From the 2003 movie about the racehorse Seabiscuit, a comeback champion
Lying in her kennel at the Orange County Animal Care Center in Orange, Calif., Jasmine was simply a mess.
“The shelter staff had this very obese Golden Retriever listed as age 4, but those were four very difficult years,” recalls Janette Thomas, who was there scouting for dogs to train for her Pups and Wards, or PAW, program, which teaches vocational and life skills to juvenile wards at a correctional facility.
Due to severe neglect, Jasmine had swollen and infected ears, and heavy calluses on her elbows, probably caused by living outdoors on concrete. Her shins were covered with sores and knobby granulomas from her obsessive licking due to stress.

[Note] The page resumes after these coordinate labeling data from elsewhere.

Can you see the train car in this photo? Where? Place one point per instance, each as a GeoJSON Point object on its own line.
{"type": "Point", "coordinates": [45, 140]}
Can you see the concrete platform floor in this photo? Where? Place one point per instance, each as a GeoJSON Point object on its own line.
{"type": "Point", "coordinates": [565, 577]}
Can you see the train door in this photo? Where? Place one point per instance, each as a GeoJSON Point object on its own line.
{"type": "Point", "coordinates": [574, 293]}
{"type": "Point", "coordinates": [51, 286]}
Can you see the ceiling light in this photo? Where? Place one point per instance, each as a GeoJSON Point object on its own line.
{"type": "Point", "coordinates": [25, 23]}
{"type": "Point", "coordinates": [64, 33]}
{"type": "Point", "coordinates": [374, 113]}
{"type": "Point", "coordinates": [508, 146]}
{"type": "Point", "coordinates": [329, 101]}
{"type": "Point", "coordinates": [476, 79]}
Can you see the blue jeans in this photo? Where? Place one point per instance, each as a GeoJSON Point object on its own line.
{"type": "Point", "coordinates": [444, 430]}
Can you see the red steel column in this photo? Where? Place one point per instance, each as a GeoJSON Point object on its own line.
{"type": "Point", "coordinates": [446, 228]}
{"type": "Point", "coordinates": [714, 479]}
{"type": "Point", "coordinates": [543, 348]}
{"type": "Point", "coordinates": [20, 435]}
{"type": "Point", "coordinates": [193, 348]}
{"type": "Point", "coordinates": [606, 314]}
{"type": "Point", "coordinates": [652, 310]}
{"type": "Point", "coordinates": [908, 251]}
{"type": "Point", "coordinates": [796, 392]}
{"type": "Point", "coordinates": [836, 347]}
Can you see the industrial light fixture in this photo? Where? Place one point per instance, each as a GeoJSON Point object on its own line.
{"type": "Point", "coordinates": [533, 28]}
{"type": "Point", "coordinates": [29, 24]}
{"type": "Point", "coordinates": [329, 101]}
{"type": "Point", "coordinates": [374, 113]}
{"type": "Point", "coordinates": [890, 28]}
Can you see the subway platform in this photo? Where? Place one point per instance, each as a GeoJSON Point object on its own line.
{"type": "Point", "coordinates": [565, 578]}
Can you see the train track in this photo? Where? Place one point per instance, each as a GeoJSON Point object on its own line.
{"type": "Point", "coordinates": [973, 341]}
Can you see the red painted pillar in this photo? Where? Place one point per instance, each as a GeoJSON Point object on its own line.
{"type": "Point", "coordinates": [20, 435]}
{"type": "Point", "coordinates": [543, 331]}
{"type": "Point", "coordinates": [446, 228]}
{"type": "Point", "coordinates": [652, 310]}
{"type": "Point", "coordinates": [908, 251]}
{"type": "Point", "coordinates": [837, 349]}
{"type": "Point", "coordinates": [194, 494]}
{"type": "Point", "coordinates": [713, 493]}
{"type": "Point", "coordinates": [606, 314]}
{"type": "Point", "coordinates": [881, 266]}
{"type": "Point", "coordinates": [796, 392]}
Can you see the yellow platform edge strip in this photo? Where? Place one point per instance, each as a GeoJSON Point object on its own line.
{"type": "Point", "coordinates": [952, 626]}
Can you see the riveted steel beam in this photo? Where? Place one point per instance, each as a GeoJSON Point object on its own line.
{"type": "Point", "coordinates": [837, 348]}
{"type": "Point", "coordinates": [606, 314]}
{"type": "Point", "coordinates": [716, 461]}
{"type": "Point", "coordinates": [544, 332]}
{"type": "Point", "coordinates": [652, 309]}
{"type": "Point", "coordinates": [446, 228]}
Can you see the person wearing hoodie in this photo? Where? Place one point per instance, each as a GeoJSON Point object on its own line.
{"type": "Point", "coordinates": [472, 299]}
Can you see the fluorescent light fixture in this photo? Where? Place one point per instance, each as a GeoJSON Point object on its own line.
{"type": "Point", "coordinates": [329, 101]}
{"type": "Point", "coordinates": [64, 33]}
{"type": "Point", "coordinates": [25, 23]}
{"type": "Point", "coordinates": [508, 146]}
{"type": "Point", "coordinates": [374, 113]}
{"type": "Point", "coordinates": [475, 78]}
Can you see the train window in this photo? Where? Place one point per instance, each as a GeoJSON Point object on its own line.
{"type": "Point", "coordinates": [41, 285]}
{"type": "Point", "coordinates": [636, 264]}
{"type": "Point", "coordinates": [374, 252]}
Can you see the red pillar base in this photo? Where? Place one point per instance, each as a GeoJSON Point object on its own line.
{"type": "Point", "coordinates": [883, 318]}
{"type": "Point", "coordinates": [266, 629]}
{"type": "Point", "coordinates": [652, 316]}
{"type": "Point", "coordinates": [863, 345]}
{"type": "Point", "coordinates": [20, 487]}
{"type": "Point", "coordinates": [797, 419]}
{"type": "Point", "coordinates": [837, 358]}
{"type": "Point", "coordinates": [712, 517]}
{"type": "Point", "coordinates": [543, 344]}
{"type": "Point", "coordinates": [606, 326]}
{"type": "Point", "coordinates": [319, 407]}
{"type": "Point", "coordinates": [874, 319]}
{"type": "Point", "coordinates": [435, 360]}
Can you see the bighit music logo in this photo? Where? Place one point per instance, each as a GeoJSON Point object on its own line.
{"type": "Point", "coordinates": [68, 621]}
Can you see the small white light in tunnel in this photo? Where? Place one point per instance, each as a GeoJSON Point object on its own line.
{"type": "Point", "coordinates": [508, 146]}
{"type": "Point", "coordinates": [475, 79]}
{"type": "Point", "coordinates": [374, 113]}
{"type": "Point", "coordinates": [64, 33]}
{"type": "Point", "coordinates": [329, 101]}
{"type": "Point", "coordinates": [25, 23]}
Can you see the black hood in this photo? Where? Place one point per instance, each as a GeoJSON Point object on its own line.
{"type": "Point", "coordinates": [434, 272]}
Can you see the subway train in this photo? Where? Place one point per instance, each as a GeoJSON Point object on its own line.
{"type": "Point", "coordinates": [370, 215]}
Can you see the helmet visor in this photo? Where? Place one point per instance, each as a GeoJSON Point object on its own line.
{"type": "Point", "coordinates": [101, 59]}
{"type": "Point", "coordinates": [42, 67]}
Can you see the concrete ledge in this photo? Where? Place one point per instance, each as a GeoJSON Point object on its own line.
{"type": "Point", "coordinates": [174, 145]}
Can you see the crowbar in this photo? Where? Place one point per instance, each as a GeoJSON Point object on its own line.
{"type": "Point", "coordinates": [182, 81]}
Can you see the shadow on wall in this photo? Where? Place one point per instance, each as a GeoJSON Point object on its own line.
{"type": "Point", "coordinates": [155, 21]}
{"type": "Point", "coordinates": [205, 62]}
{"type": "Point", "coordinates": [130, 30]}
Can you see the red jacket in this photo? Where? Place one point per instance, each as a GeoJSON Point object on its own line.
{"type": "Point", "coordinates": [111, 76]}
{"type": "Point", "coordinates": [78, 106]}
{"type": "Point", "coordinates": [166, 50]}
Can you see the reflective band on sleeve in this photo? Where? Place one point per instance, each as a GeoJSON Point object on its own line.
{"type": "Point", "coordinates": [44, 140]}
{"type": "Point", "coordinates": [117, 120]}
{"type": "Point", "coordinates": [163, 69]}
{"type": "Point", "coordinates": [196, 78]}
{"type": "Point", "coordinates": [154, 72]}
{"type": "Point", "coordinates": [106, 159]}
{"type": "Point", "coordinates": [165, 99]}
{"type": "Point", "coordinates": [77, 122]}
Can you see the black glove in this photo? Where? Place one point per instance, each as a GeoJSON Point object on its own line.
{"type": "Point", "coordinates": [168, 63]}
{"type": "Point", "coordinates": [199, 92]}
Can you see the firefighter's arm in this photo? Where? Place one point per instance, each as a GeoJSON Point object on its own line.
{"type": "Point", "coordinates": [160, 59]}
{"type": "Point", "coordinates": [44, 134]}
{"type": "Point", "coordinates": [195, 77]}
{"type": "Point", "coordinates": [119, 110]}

And at 115 pounds, she could barely turn around in her kennel.
But Thomas saw a spark.
“Despite her neglected and painful state, Jasmine was delighted when I opened the kennel door and took her for a brief walk,” Thomas says. “I was confident that with some TLC and dedicated training, we could rectify her medical issues and find a home for this sweet and loving dog.”
Finding the best purpose for a dog is key to a successful adoption, and this is where fate intervened.
“While Jasmine was making great progress in our training program, I received a call from a friend who told me about a special mom in Southern California who was looking for a dog for her son, who suffers from cerebral palsy,” Thomas says.
That mom was Denier Vandergon. “I am hearing-impaired and have a nonverbal child,” Vandergon says. “My 10-year-old son Desmon needed a companion, and I needed a set of ears, but I didn’t have time to train a dog, and I didn’t want a puppy.”
A meeting was arranged, and Thomas brought along her rescued chocolate Labrador Retriever, Bailey, a certified seizure-alert service dog.
“Desmon is nonverbal and unable to walk, but hopped around his living room, on his knees, and made lots of happy, squeaky noises when Bailey and I went to meet him,” Thomas says.
Thomas knew that Jasmine’s loving personality and desire to please would be a great match, but she still needed to be trained.
“During my next training session at Orange County’s Juvenile Hall, I told the program participants about Denier and Desmon,” she says. “They were very excited about the prospect of finding Jasmine a loving home and very committed to making sure she would complete her training program with flying colors!”
During the 10 weeks of training, Jasmine lost 30 pounds, and many of her wounds healed.
“The first time we met Jasmine — I call her Jaz — was when we picked her up at Juvenile Hall,” Vandergon says, recalling the day back in April 2012. “She immediately walked over and started licking Desmon. The two boys who had trained Jasmine were so proud as my son just got on the floor and giggled. The dog was beaming, and my boy was beaming. I really believe in second chances, and prison dog programs are amazing. It was important that the boys who had worked so hard to train Jasmine, and were now saying goodbye to her, saw who they were helping.”
At first Jasmine had a bit of a relapse, possibly missing her young trainers, and resumed her incessant licking. “Denier is an exceptional individual and was committed to doing ‘whatever it took’ to help Jasmine acclimate to their home,” Thomas says. “Despite her hectic daily routine of caring for Desmon, she went out of her way to help ensure a smooth transition for Jasmine.”
Today Jasmine has conquered her fears and become a full-fledged member of the family.
“She started letting me know if my son would get up in the morning,” Vandergon says. “Since I can’t hear very well, she will bounce on the bed to get me up. She can’t wait to play with Desmon, but she knows what the limit is, since he is wobbly, and plays gently and is super sweet with him.”
What Vandergon didn’t anticipate is what a difference Jasmine has made in her life as well.
“When my son goes off to school, she comes to me and basically says, ‘OK, Mom, let’s go walk,’” Vandergon says. “We found some dog parks, and she has got me laughing again. She has been very good for me, and my anxiety has gone down tenfold. I didn’t realize how much of a companion she would be for me. I like to call her our therapeutic family dog.”